Don't start a lot of small interconnected blogs. Instead, use categories, or tags (or whatever your blogging software calls them), and write everything in one spot. That way, you can write a few quality blog posts in a timely fashion, which means that you will get an audience - and you will get feedback.

And people can read all your writings in one spot without the confusion of "whu? Another blog to go clicky on?".

And if they're only interested in your writings about, say, left pinkies, they can go clicky on the category (or tag) link that says, oh, say, "left pinkies", in your category lineup.

Because you were of course smart enough to create a tag (or category) that says "left pinkies", and to add that tag to your article.

I'm looking at you, "Westminster Healing Herb Garden". And partially at the weird web of various wise woman weblogs.

Finally, some terminology:

Your blog site is your blog. For me that's henriettesherbal.com/blog.

What you write on your blog, as blog owner (or author), are blog posts, that is, articles on one or the other topic. Like the one you're reading right now.

And what your readers write on your blog are blog comments, adding their point of view to one of your blog posts. That is, if you have allowed comments. That is, if your comment spammer blocks are good enough. Without those blocks your blog will be swamped with tedious links to various inappropriate consumer goods.

I allow comments, I even encourage them, as I like feedback: I have a "click here to comment" link below almost all of my blog posts.

Hope that clears up some confusion.

Thanks for that, Shayne! I

Thanks for that, Shayne! I ditched that post as it wasn't herbal, thinking that I'd do a herbal post right away, instead. Alas, I've been too busy for that.
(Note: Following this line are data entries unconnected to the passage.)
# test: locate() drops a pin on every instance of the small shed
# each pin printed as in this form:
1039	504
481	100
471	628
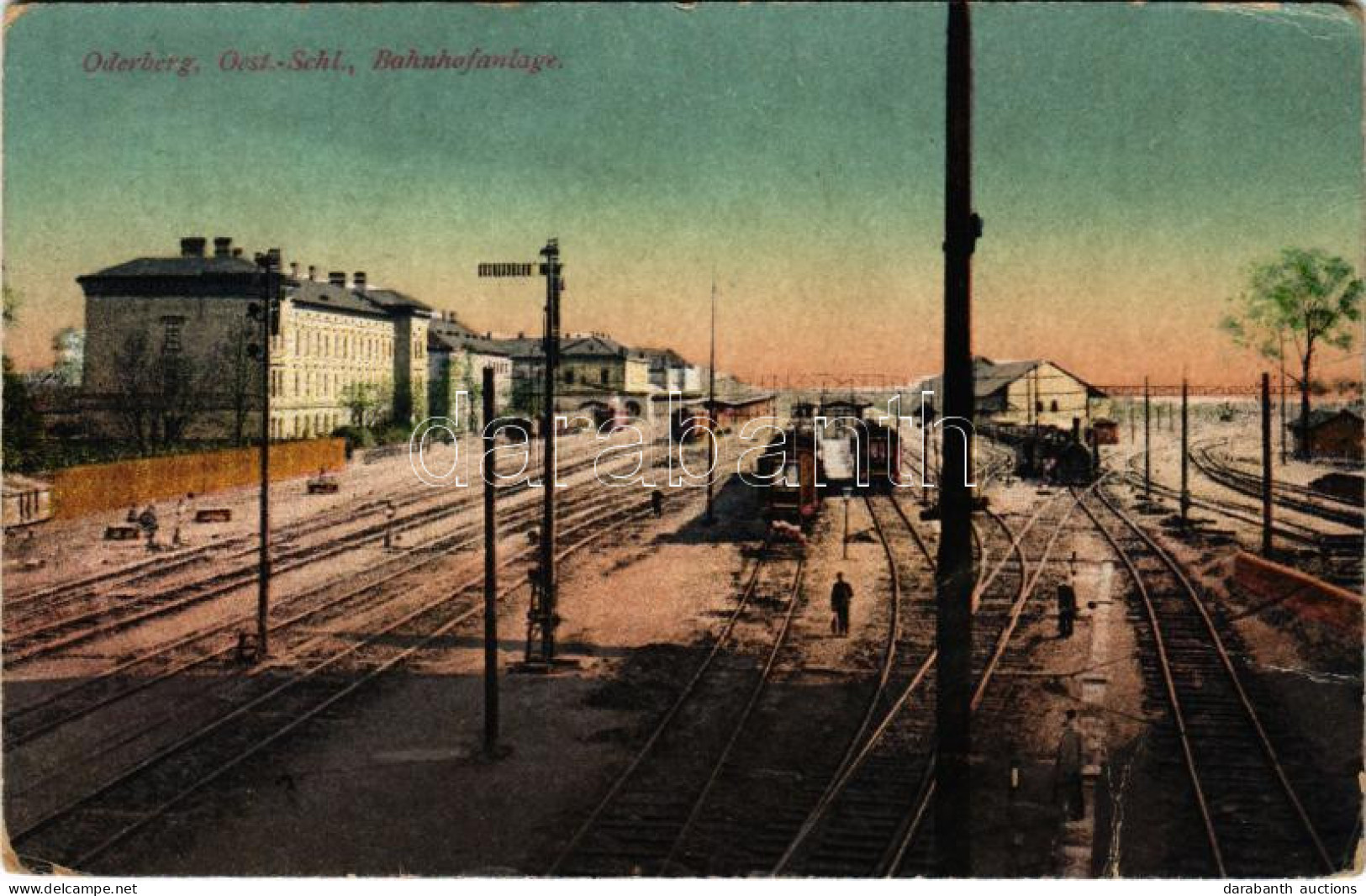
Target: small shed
1331	433
26	500
1105	430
Lovely pics of hare droppings (err, honey pills) are waiting, as is a post on a journal I got in the mail ...

Part of the "too busy" is that my PC crashed, fatally so, but it took me a while to get that and move things to the laptop.

Another part of the "too busy" is that I'm moving the site to drupal. 4.7 for the import, 5.1 for production. Drupal is lovely: among other goodies, it automatically generates tables of content (for book/category type posts). It does the usual navigation breadcrumbs ("Home > Classic Texts > King's"), but you can add other breadcrumbs as well. Mmm. Plant name breadcrumbs. Preparation breadcrumbs. And even problem breadcrumbs.
Very nice, but while the site import module is very good, cleaning things up will take a few weeks ... putting things into the right slots, checking that pics are where they should be, etc. The utf-8 vs. latin-1 thingy is raising its ugly head there, too.

Joomla looks good on the surface, but. And that's a very big but. I wasted a full two weeks of trying it out before giving up on it: there's no possibility at all to crosslink things, output URLs are non-informative, you can't keep the old site URLs intact, and if you have two menus pointing at the same content they're now found under two URLs. Bloody annoying, as that means you get either a sidebar menu, a top menu, or breadcrumbs (which is a menu, sort of). If you want to do things the SEO way, that is.
Lastly, joomla's backend is too complex, which means that themes, modules and similar add-ons are mostly commercial: "buy our stuff", "no, buy ours", "no, ours is the bestest and shiniest" ... no thanks.

Sure, we can do various

Sure, we can do various herb-related taxonomies, no problem.
The UTF8 problem is solved: phpMyAdmin got it right, mysqldump (command line, > file) didn't. The utf8 vs. latin1 mysql export/import solution is found here.
Lovely - I'm all set, and can do the necessary bulk edits in my text editor of choice.
Which happes to be kwrite ... if somebody is swearing over utf8 vs latin1 while using that, they need to set KDE to utf8, too. Control panel, search for fonts, there's a default encoding somewhere.